The corresponding $$h_\times$$ sequence:

sage: h_blob_signal(0., 100., pi/4, 0., a, surface_density_gaussian,  # tol 1.0e-13
....:               param_surf_dens, integ_range, mode='x',
....:               nb_points=5, epsrel=1e-4, verbose=False)
[(0.000000000000000, 0.24810446643240472),
(25.0000000000000, -0.060862007486422516),
(50.0000000000000, -0.12309577666126706),
(75.0000000000000, -0.0017707729883368948),
(100.000000000000, 0.08100026787377135)]

kerrgeodesic_gw.gw_blob.h_toy_model_semi_analytic(u, theta, phi, a, r0, phi0, lam, Dphi, l_max=10)

Return the gravitational wave emitted by a matter blob orbiting a Kerr black hole (semi-analytic computation based on a toy model surface density).

The surface density of the matter blob is that given by surface_density_toy_model().

The gravitational wave is computed according to the formula

$h = \frac{2\mu}{r} \, \sum_{\ell=2}^{\infty} \sum_{m=-\ell}^\ell \frac{Z^\infty_{\ell m}(r_0)}{(m\omega_0)^2} \; \text{sinc}\left( \frac{m}{2} \Delta\varphi \right) \, \text{sinc}\left( \frac{3}{4} \varepsilon \, m \omega_0 (1-a\omega_0)u \right) e^{- i m (\omega_0 u + \phi_0)} \, _{-2}S_{\ell m}^{a m \omega_0}(\theta,\varphi)$

INPUT:

• u – retarded time coordinate of the observer (in units of $$M$$, the BH mass): $$u = t - r_*$$, where $$t$$ is the Boyer-Lindquist time coordinate and $$r_*$$ is the tortoise coordinate

• theta – Boyer-Lindquist colatitute $$\theta$$ of the observer

• phi – Boyer-Lindquist azimuthal coordinate $$\phi$$ of the observer

• a – BH angular momentum parameter (in units of $$M$$)

• r0 – mean radius $$r_0$$ of the matter blob (Boyer-Lindquist coordinate)

• phi0 – mean azimuthal angle $$\phi_0$$ of the matter blob (Boyer-Lindquist coordinate)

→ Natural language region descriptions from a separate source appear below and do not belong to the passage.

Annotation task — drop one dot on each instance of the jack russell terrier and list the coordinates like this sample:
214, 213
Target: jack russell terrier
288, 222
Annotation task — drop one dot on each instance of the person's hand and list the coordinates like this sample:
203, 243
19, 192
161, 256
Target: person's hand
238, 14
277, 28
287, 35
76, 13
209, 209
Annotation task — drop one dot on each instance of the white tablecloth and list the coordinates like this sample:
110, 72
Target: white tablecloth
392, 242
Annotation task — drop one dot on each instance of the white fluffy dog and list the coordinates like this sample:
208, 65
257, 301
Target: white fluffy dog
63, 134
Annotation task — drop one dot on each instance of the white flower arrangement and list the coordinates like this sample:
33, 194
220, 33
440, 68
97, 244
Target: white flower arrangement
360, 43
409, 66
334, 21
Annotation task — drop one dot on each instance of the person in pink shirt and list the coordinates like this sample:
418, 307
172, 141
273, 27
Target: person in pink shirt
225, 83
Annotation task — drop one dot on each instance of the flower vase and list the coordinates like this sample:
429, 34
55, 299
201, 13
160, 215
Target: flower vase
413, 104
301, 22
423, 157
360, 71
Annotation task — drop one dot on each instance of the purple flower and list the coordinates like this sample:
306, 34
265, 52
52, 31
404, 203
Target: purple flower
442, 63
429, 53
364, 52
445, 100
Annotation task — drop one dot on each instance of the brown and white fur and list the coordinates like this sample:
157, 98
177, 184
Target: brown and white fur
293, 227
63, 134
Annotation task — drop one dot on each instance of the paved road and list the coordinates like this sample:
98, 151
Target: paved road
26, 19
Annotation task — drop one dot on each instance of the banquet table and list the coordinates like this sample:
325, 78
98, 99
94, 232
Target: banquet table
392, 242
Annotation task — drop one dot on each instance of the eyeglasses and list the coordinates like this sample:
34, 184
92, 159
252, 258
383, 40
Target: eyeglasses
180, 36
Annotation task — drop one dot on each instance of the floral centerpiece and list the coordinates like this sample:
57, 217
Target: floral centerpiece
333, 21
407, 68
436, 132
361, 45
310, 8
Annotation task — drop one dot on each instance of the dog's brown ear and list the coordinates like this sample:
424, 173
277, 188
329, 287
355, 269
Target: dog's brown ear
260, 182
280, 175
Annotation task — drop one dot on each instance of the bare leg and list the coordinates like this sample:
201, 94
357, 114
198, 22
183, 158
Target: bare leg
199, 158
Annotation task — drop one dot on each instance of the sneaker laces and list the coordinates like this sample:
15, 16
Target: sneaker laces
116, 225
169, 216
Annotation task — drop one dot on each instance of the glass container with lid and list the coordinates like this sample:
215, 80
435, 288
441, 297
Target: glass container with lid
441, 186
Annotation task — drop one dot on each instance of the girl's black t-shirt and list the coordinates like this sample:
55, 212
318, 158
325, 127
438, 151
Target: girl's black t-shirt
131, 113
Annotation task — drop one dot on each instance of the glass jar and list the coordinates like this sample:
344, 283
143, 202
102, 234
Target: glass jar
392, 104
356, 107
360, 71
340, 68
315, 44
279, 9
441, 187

• lam – radial extent $$\lambda$$ of the matter blob

• Dphi– opening angle $$\Delta\phi$$ of the matter blob

• l_max – (default: 10) upper bound in the summation over the harmonic degree $$\ell$$

OUTPUT:

• a pair (hp, hc), where hp (resp. hc) is $$(r / \mu) h_+$$ (resp. $$(r / \mu) h_\times$$), $$\mu$$ being the blob’s mass and $$r$$ is the Boyer-Lindquist radial coordinate of the observer

EXAMPLES:

Schwarzschild black hole:

sage: from kerrgeodesic_gw import h_toy_model_semi_analytic
sage: a = 0
sage: r0, phi0, lam, Dphi = 6.5, 0, 0.6, 0.1
sage: u = 60.
sage: h_toy_model_semi_analytic(u, pi/4, 0., a, r0, phi0, lam, Dphi)  # tol 1.0e-13
(0.2999183296797872, 0.36916647790743246)
sage: hp, hc = _


Comparison with the exact value:

sage: from kerrgeodesic_gw import (h_blob, blob_mass,
....:                              surface_density_toy_model)
sage: param_surf_dens = [r0, phi0, lam, Dphi]
sage: integ_range = [6.2, 6.8, -0.05, 0.05]
sage: mu = blob_mass(a, surface_density_toy_model, param_surf_dens,
....:                integ_range)[0]
sage: hp0 = h_blob(u, pi/4, 0., a, surface_density_toy_model,
....:              param_surf_dens, integ_range)[0] / mu
sage: hc0 = h_blob(u, pi/4, 0., a, surface_density_toy_model,
....:              param_surf_dens, integ_range, mode='x')[0] / mu
sage: hp0, hc0  # tol 1.0e-13
(0.2951163078053617, 0.3743683023327848)
sage: (hp - hp0) / hp0  # tol 1.0e-13
0.01627162494047128
sage: (hc - hc0) / hc0  # tol 1.0e-13
-0.013894938201066784

kerrgeodesic_gw.gw_blob.surface_density_gaussian(r, phi, param)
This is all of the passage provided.